According to Dr Trench, who is also Vice-President of the Irish Society for the Theatre Research (ISRT), one of the objectives of the book is to draw attention to the collaborative work involved in any production. Some of the essays examine the work of practitioners who help realise their work in performance, while also considering the relationship between creative work and audience.

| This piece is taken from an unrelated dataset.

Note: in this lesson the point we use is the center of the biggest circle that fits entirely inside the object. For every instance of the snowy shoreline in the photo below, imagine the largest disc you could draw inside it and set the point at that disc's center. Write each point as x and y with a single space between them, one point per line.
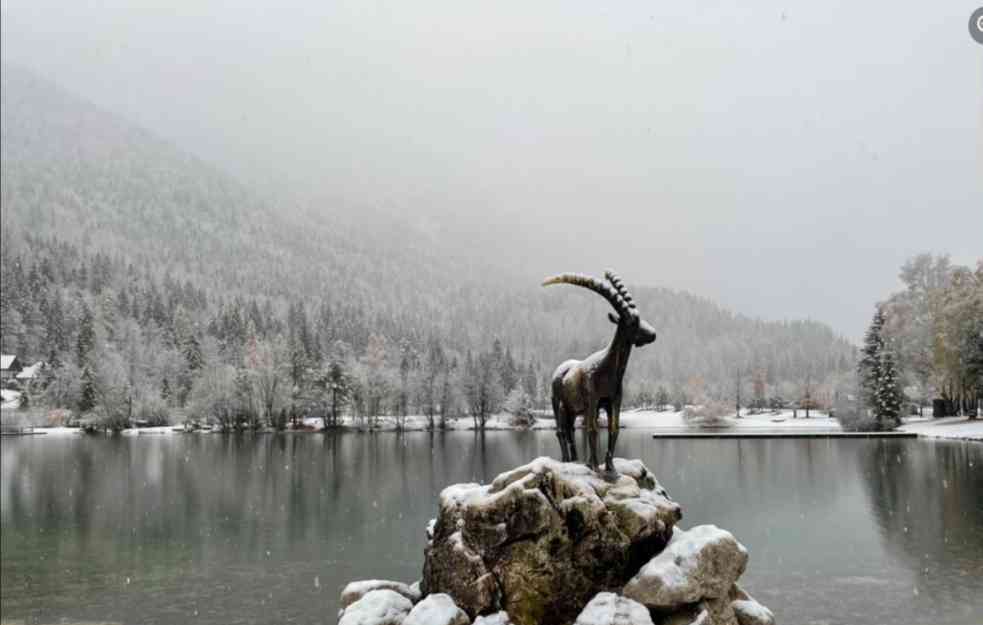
956 428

Frank Conway’s essay “The Sound of One Hand Clapping” provides an informative look at the work of a designer, exploring particularly his experience of designing the Abbey theatre’s production of MarinaCarr’s “Ariel” in 2002. Dr Agnes Pallai looks at the numerous roles involved in the production when a Hungarian theatre company in Romania staged Brian Friel’s “Translations”. Suzanne Colleary’s essay “God’s Comic” examines stand-up comic Tommy Tiernan’s technique in investing his own life in his performance and how through exaggeration and timing he manipulates his audience.

As well as featuring the perspectives of experts in scenography, physical theatre, dramaturgy and stand-up comedy, the collection includes academic contributions drawing from anthropology, psychology, sociology, gender studies and performance studies.

“The book was inspired by a conference that the Irish Society for Theatre Research held at IT Sligo in 2009”, explained Dr Trench who in her essay explores the blend of Irish and European Theatre processes which the Sligo-based Blue Raincoat Theatre Company incorporated in their production of W.B. Yeats’s The Cat and the Moon (1926) .

Dr Rhona Trench, a native of Carrick on Shannon Co Leitrim, is Programme Chair of the BA in Performing Arts at the IT Sligo, where she lectures in DramaStudies and Directing for Theatre. Her last book was “Bloody Living: The Loss of Selfhood in the Plays of Marina Carr” (Peter Lang, 2010).